Whenever I talk to people about Paleo diet the most often reaction I get is “low carb”. This pisses me off. It’s kind of like someone telling me that due to the fact that I only eat 1 breakfast I am on a restrictive low breakfast diet. Here’s a newsflash… You are only supposed to eat one breakfast! But the general population seems to be caught up in some bizarre world where everything they eat is measured, judged and assigned a specific limit APART FROM THE MOST DANGEROUS THING!

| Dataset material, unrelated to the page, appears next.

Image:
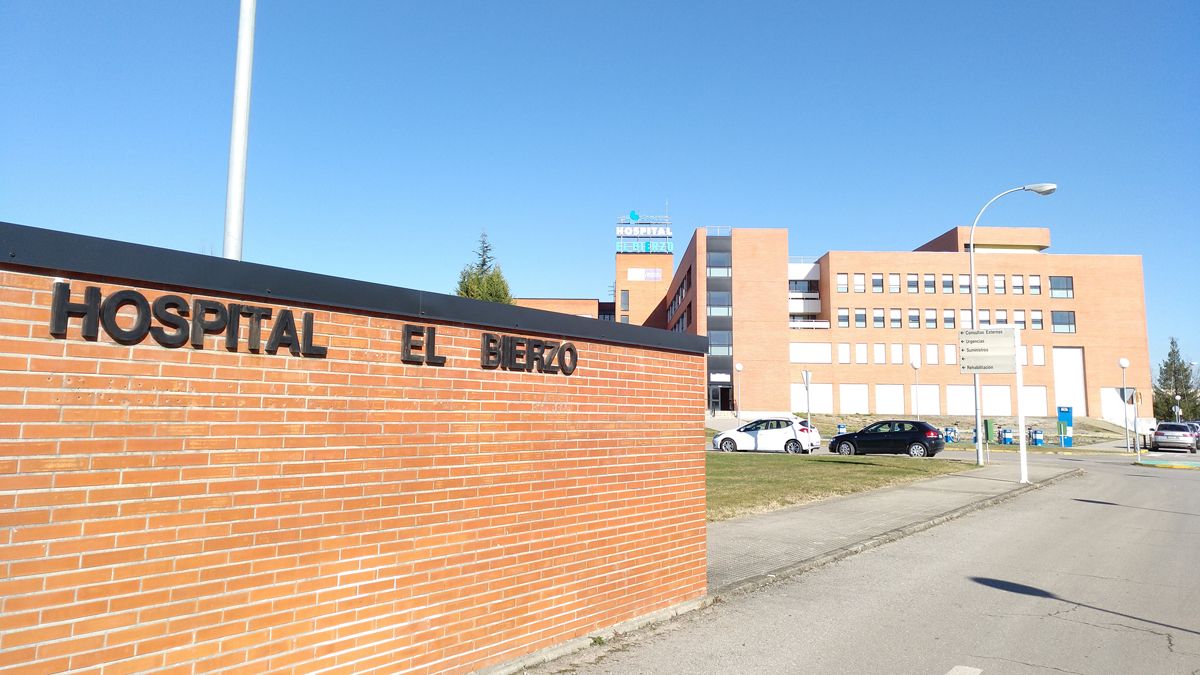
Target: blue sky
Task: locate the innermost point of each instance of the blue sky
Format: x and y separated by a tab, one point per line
385	136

It’s easy to find protein calculators on the web, most will say you need to eat between 1 and 2.5g of protein per lb of body weight if you want to maintain your muscle mass or gain lean tissue. It is equally easy to find fat calculators that will tell you how much fat you need, what kind, when to eat it and how to avoid it. You can also drown yourself with Caloric Intake calculators based on crappy BMI calculations, crappy Body Type calculations and even crappy blood type calculations. So all this being said, why is there such a stigma attached to limiting the amount of carbohydrate you take in? It seems that the food industry that is basically controlled by the commodity companies (wheat, corn and soy) is fine with ignoring the limits that need to be placed on carb intake. Of course, if you all knew that the human body should be having a maximum of 150g of carbohydrate a day the demand for these commodities would plummet along with metabolic disease rates, diabetes rates and obesity levels. However, since it seems to be that we can’t vilify carbs at the risk of being labelled as extreme, what are we to do?

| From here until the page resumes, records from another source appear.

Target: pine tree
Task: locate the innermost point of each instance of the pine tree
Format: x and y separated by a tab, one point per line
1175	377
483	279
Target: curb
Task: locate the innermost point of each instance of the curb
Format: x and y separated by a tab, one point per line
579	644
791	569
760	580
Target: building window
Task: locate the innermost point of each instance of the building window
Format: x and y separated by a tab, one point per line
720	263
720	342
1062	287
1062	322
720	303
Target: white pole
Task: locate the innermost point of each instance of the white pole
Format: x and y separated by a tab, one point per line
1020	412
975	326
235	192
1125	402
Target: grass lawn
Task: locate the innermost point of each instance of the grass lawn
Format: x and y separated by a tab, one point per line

It seems as though there are several solutions to the problem of humans eating too much carbohydrate and at the same time increasing our assistance to our ailing planet and our ailing animals. For example, ask yourself why we are feeding animals with human food? Shouldn’t animals be eating things that we can’t so that we can use the human feed to feed the hungry? Let the cows eat grass, it is what they were meant for. Convert some of the wheat and corn and soy hectares to pasture and let the animals eat food that will increase both the quality and the saleability of the meat. it’s not just that they are not designed to eat wheat and corn, it is actually killing them in the process. The whole notion of feeding cattle to death with human food doesn’t seem to bother too many people, mostly because they have been duped by the meat industry (yes, I am not just picking on the commodity farmers here) into turning a blind eye.

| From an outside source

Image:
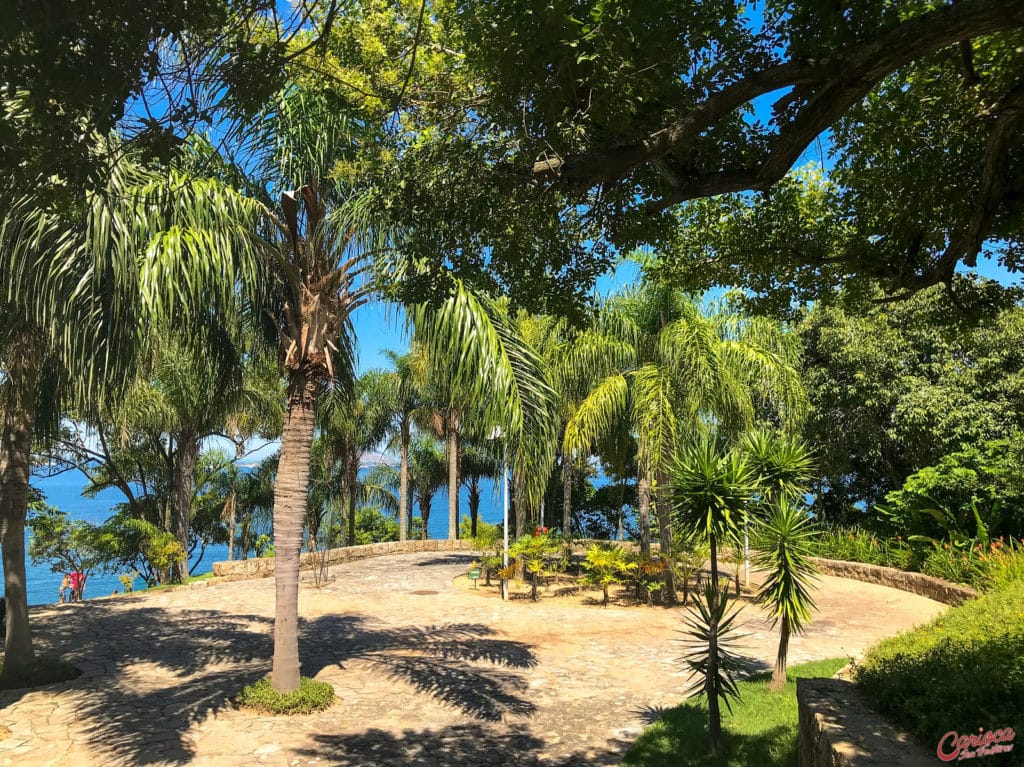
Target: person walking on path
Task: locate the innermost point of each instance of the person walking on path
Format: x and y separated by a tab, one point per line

While you are at it, let’s stop eating the corn all together and use it to make biofuel that will prevent the burning of fossil fuels and remove our dependency on oil from the middle east. Although this process is shunned by those who believe it is too costly to be feasible I say it is just a case of volume. The more you produce, the better you get at it, the lower the cost of production. That is why the target date for when we will run out of oil keeps getting further away, as technology increases, efficiency increases.

Yes, I am way off on a tangent here but let’s start to wrap this up. The SAD (nice acronym by the way) or Standard American Diet is filled with carbohydrate. In fact, the SAD should be labelled as a High Carb Diet. We don’t need to defend our choices of sticking to a 150g carb a day lifestyle, we need to ensure that anyone who eats more than that realizes that they are on a High Carb Regimen that will make them sick. I remember throughout my life my father used to tell me that when he was a kid everyone smoked because they didn’t know it was bad for them. In the same way, years from now I am certain we will look back at the 80s and 90s and 00s as the time when people ate a high carb diet because they didn’t realize how bad it was for them. Just in the same way that pop is as bad as drugs, high carb diets are as bad as cigarettes. It’s about time that people realized that the standard level of carb intake for an active individual should be 150g. Problem is, with muffins running around at 50g, bagels at anywhere from 50-70g and a regular pasta dinner pulling a massive 120-150g it’s not surprising that the Average Canadian or American or Brit is overloaded with carbs every day. If we are going to change the way we eat, live and survive as a species, it’s time we started changing the way we think.